The building occupies a curved street site on Bridge Street, with its eastern front elevation showing a jettied unit to the south containing a large late 16th-century stack at its southern end, and a plain range to the north that sets back and drops from two storeys to one storey at the centre, above the site of a prominent early 17th-century red brick stack. The ground floor to the south is now largely brick, having replaced timber framing where the house has subsided below street level. The single-storey northern unit has one two-light casement window. Below the jetty is a 20th-century canted bay window with five fixed lights and leaded panes. At the southern end, on the facade of No. 31, is a 20th-century top-hung casement window with 2x2 panes. The first-floor section features plaster work with remnants of panelled pargetting decorated with circular combed ornament in the late 18th-century manner. A late 18th-century sliding-sash window with moulded architrave is present. The jettied unit has a three-light casement window with leaded latticed and rectangular panes, the central light being older than the flanking lights. At the southern end of the No. 31 facade is a two-light late 18th-century window with metal casements, one fixed and one hinged, with the roof hipping back to the road curvature and a heavy 16th-century stack above.

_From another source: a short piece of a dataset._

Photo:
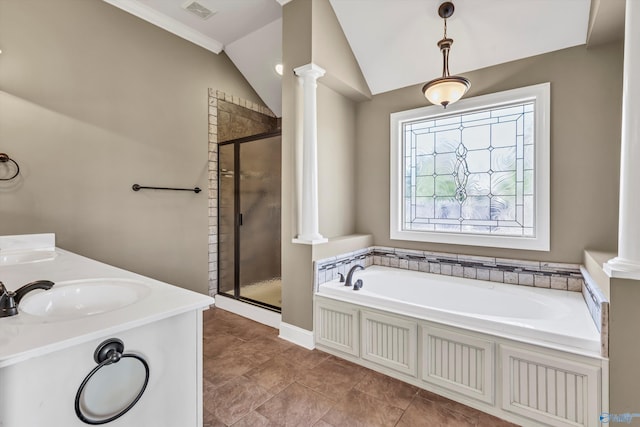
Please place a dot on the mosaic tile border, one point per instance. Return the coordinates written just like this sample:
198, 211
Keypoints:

The western rear elevation mirrors the front arrangement of units. Lath and plaster work is currently being renewed. Fenestration is irregular. A prominent 17th-century stack between the single and two-storeyed units has a stepped lower outer edge. The ground floor of the single-storey northern unit is brick with a boarded 20th-century door and two windows of circa 1800, featuring sashes with glazing bars in a 4x4 pane configuration. The two-storey unit has a 20th-century fully glazed French window with glazing bars and 4x5 panes, a 20th-century door with upper glazing of 2x2 panes and three lower sunk panels, a restored medieval two-light mullioned window now fitted with leaded panes, and a 20th-century sash window with 4x4 panes. The first floor features a 20th-century double casement window with 4x4 panes, a circa 1800 sliding-sash window with 4x4 panes, a restored two-light mullioned window, and a circa 1800 sash window with glazing bars in a 4x4 configuration. The northern end elevation comprises a single-storey block with one light casement window, behind which stands a prominent 17th-century stack.
Interior: The building represents a succession of linear additions proceeding chronologically from south to north. The southern bay contains a skewed end wall facing No. 31, with a large mid-16th-century fireplace on the ground floor featuring well-preserved herringbone brickwork at the fire-back. Although replaced by the bay window facing the street, restored frieze lights with roll-moulded mullions remain to either side, and evidence survives of the site of a large central window in a tripartite system. The room also contains a line of low pegs across the partition facing the fire, evidently for an original bench seat. The unit to the north has similar large pegs in its northern partition frame, set higher and arranged in rows, probably for a 17th-century warping frame for weaving. The northern fireplace of the two-storey block retains its original lintel, though the brickwork was renewed in the 20th century. The front wall of the three northern bays was rebuilt in 18th-century red brick. First-floor framing is largely concealed, though stout tension-braced framing is partly visible.
The southern end of the house was added in the 16th century to the northern end of the solar bay of the adjacent Wealden-type house (No. 31), creating a new dwelling containing the parlour (No. 31) and hall (No. 33) with a new massive stack between them featuring back-to-back fireplaces and an accompanying rear stair tower (No. 31). A further 17th-century addition extends to the northern end and terminates at the stack. A final single-storey brick addition dates to circa 1800 and completes the range.